O poema abunda em sensações visuais, olfativas,
táteis, auditivas e de movimento. A visão é convocada pelas notações
atmosféricas, como “Uma imensa claridade crua”, “o descoberto Sol”, “as poças
de água” que refletem a “molhada casaria”, e cujos “charcos brilham”; bem como pelas descrições
dos calceteiros, “terrosos” (…), dos corpos das peixeiras, da “actrizita” e dos
quintalórios. Há sensações táteis nas “calosas mãos gretadas”, olfativas no
cheiro “a fogo, a sílex, a ferragem” e de paladar no sabor “a campo, a lenha, a
agricultura”. As inúmeras sensações de movimento das classes trabalhadoras (as
peixeiras que “dão aos rins”, os calceteiros e os cavadores no seu labor surgem
em contraponto com a lentidão do mestre e a súbita aparição da atriz:
“bruscamente”). Se as peixeiras, numa notação auditiva, “gritam”, o ferro e a
pedra “retinem alto pelo espaço fora / Com choques rijos, ásperos, cantantes”.

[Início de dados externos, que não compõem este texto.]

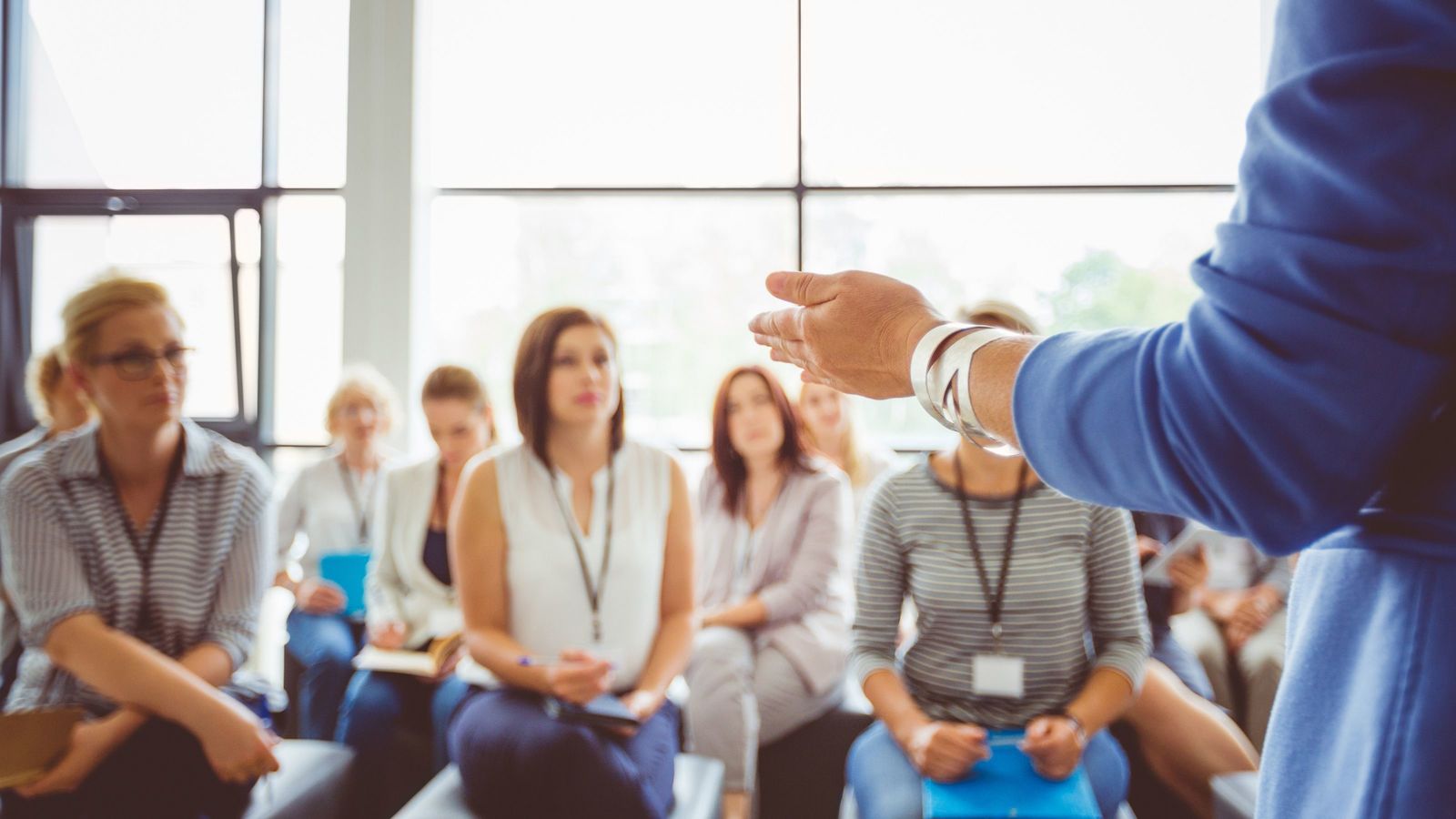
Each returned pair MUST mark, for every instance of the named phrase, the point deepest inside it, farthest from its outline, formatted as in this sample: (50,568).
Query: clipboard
(347,570)
(1006,784)
(34,742)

Esta abundância sensorial é referida pelo eu poético, quando afirma “Lavo,
refresco, limpo os meus sentidos. / E tangem-me, excitados, sacudidos, / O
tacto, a vista, o ouvido, o gosto, o olfacto!”.
6.
O texto pode ser dividido em três partes. Na
primeira, que se conclui na sexta estrofe (inclusive), o eu poético descreve o
tempo atmosférico, o labor dos calceteiros e o cenário (quintais, alvenaria)
que os circunda. Na segunda, circunscrita entre a sétima e a décima primeira
estrofes, surge claramente, graças à irrupção do pronome pessoal eu e de formas verbais conjugadas na
primeira pessoa (Lavo, refresco, limpo, tangem-me, pede-me…), o sujeito poético
implica-se no texto e no cenário e inscreve o seu corpo, que deambula, entre os
dos restantes figurantes (“(…) um pára enquanto eu passo”). A partir da décima
segunda estrofe, surge, introduzida pelo advérbio bruscamente, uma nova figura, que contrasta ainda mais com as
anteriores, a atriz, que, “desempenhando o seu papel na peça” pisa o chão que
os calceteiros ainda não pavimentaram. Esse contraste, de género
(masculino/feminino), de proveniência (rural/urbano), de tipologia de trabalho (braçal/não
braçal) e de classe (povo/burguesia) surge marcado pela conjunção porém.